Tuesday, April 23, 2013

The Unbearable Whiteness of Being an Andrews Character

I'm not really expecting a lot of diversity from my V.C. Andrews.  She was a lily-white lady writing pretty, sexy novels to appeal to other lily-white ladies at a time, albeit a relatively recent time (within the past thirty years), when the very idea of racial diversity in media was a concept tossed about by high-minded academics in the company of other high-minded academics, most of them white and all of them very probably drunk.  Moreover, the very book that made V.C. Andrews famous took place in a locked room and featured a grand total of six major characters.  There's not a lot of wiggle-room for representation within those perimeters.
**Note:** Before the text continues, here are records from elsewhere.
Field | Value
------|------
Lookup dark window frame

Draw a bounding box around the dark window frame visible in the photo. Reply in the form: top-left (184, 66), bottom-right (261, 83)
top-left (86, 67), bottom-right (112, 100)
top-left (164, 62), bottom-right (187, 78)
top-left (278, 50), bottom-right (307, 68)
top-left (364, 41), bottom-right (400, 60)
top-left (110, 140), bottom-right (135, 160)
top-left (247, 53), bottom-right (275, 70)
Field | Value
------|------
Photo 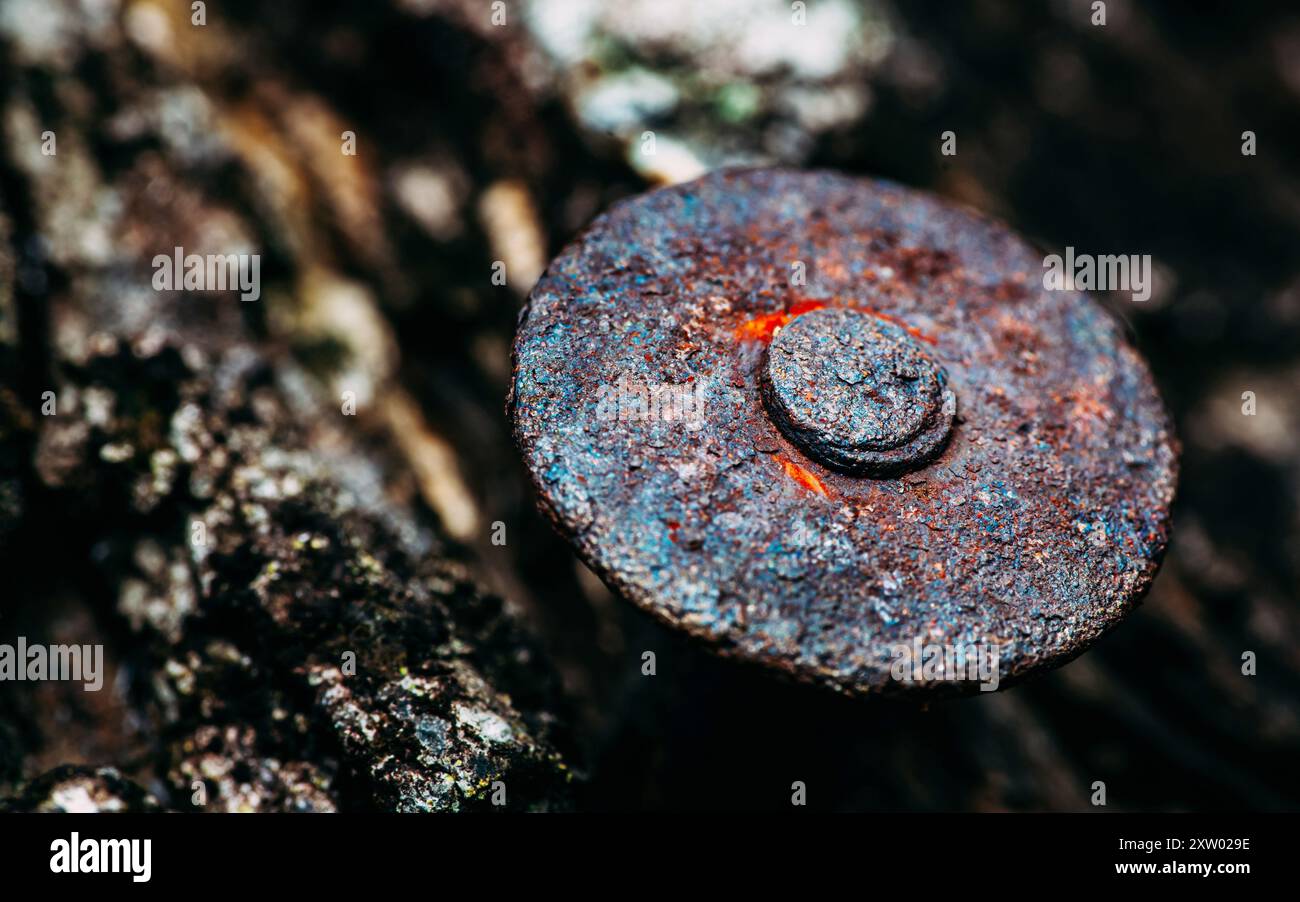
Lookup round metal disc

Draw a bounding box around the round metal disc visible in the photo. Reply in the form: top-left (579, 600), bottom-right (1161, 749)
top-left (510, 170), bottom-right (1177, 693)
But she tried, God love her, she tried.  The very few people of color in Andrewsland are by and large kind, cheerful, generous people who do their best to ease the lives of the (invariably young, white, and clueless) heroines.  When both Heaven and her mother feel out of place in the rambling halls of Farthinggate, they are welcomed into the kitchen by the jovial Rye Whiskey, who dispenses home-cooking and advice.  The Dollangangers are led to safety by the mute housekeeper, Henny Beech. 
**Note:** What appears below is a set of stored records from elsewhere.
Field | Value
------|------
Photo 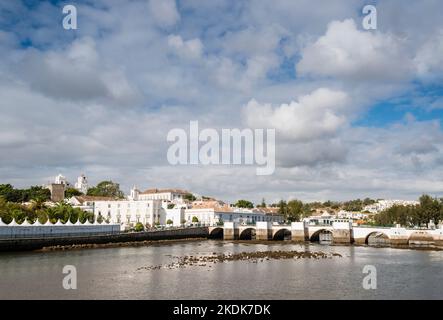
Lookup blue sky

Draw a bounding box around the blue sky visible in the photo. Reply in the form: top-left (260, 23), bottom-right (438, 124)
top-left (0, 0), bottom-right (443, 201)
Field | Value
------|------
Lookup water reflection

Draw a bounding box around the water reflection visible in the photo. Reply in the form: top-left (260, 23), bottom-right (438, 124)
top-left (0, 240), bottom-right (443, 299)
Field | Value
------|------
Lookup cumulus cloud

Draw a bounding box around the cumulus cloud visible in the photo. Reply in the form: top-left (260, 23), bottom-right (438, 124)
top-left (296, 19), bottom-right (412, 81)
top-left (17, 38), bottom-right (137, 103)
top-left (0, 0), bottom-right (443, 202)
top-left (148, 0), bottom-right (180, 27)
top-left (244, 88), bottom-right (349, 141)
top-left (414, 29), bottom-right (443, 81)
top-left (168, 35), bottom-right (203, 59)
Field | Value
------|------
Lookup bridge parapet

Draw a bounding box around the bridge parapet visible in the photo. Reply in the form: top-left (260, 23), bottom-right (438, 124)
top-left (291, 221), bottom-right (309, 241)
top-left (255, 221), bottom-right (272, 240)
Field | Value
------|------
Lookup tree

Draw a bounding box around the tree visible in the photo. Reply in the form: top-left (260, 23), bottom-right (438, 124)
top-left (234, 200), bottom-right (254, 209)
top-left (286, 200), bottom-right (303, 222)
top-left (65, 188), bottom-right (83, 199)
top-left (134, 222), bottom-right (145, 232)
top-left (87, 181), bottom-right (125, 199)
Taken all together, it points to a kind of genteel racism, the logic of which goes something like this: I am a white writer, and as such have no experience with persons of color as individuals.  It's not that I don't like them--heavens no!  It is just that I fear that I, ensconced in my whiteness, can never do justice to their inner nobility, and also because I am secretly terrified of being called a racist.  Therefore I will go out of my way to include them in my work, and furthermore, I will make them dear and kind and decent and well-nigh saintly, prescribing to no negative stereotypes.  How can that possibly be racist?  It's a Scarlett O'Hara attitude, pointing out that the slaves at Tara get a ham every Christmas while never addressing the moral question that there are slaves at Tara.  The trouble with genteel racism is that in the end, it feels as if the author expects a pat on the head for acknowledging the very existence of anyone who isn't white.